The recent double digit decline in MO's
stock price has one interesting aspect. It now makes a potential
takeover of MO by PM much more financially viable. It is still unlikely. . .
Yeah, I was thinking the same thing. With MO "on sale", acquisition of MO by PM seems slightly plausible now than in say the last six months. Perhaps pending tax reform by the Trump administration may help there also. . .not sure. In any case, I'm also not holding my breath for PM to buy MO (let alone the converse).
Of course, you know whom, quickly said the same thing, though I don't see her touting that "75% chance of merger this year" figure any more:
13:13 ET - Wells Fargo thinks the FDA's surprise policy shift on tobacco Friday increases the likelihood of a takeover by Philip Morris International
(PM) of Altria (MO). The agency's move to promote reduced-risk products
and reduce nicotine in cigarettes to nonaddictive levels bodes well for
PM's bid to sell its heat-not-burn product IQOS in the US in
partnership with MO, analyst Bonnie Herzog writes. Timing of a potential
merger "could be soon given the multiple spread between the two is the
widest it's been in over 6 years," she says, adding "MO will ultimately
be a big beneficiary of these regulatory changes."
With respect to the latter, without knowing what these putative regulatory changes actually are, I don't see how its possible to know that MO will be a big beneficiary, though I do agree that in GENERAL, increased regulation tends to work to the BENEFIT of big tobacco such as MO. Back on the FDA:
I am in complete
agreement that this announcement is political theater. The question is
why is it so transparently obvious political theater, and what is the
real purpose/goal underlying it?
I don't think its "so obvious" to anyone who isn't closely attuned to tobacco issues/regulation. . .which is to say 99.9% of the public and 99% of the political class. That's the point of political theater. . .its for those who don't really know what's going on.

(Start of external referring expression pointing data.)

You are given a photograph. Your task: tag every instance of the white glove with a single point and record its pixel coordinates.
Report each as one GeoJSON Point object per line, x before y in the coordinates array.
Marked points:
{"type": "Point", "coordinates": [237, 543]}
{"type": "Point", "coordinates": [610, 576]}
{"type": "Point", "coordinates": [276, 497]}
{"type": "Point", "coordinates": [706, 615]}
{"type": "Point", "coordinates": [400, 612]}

So what actually IS going on? I don't know for sure, but I can give an educated guess. The FDA understands that vapor and especially newer "heat not burn" products (not necessarily just PM/MO's IQOS) are potentially serious "game changes" for the tobacco industry.
For the last several years in particular, its really been "wild west" for vapor. There is minimal
regulation, even less enforcement, and I think the FDA realizes that its
previously imminent pending effective ban on non-grandfathered vapor
products simply wasn't good policy. So this is the first step towards a
better and more comprehensive policy towards vapor, but also towards the other emerging products. The FDA is trying to establish some unifying principles to regulate ALL of them (including cigarettes too) and this was the opening move to indicate that it intends to implement some sort of comprehensive regulatory plan.
So what has changed? Not much, as none of the factions really has won or lost anything of lasting substance yet.
With respect to cigarettes, right now zero has changed, and I wouldn't expect any changes for years.
But until this announcement, the US domestic vapor industry was running in "panic" mode, fearing with good reason that the FDA was effectively going to shut it down entirely this year. Whether or not a five year FDA reprieve is "lasting" is debatable, but I think its still a significant "win" for vapor. In the meantime, five more years gives plenty of time for vapor industry consolidation and for the strongest players in that niche to try and put together something that can pass FDA muster.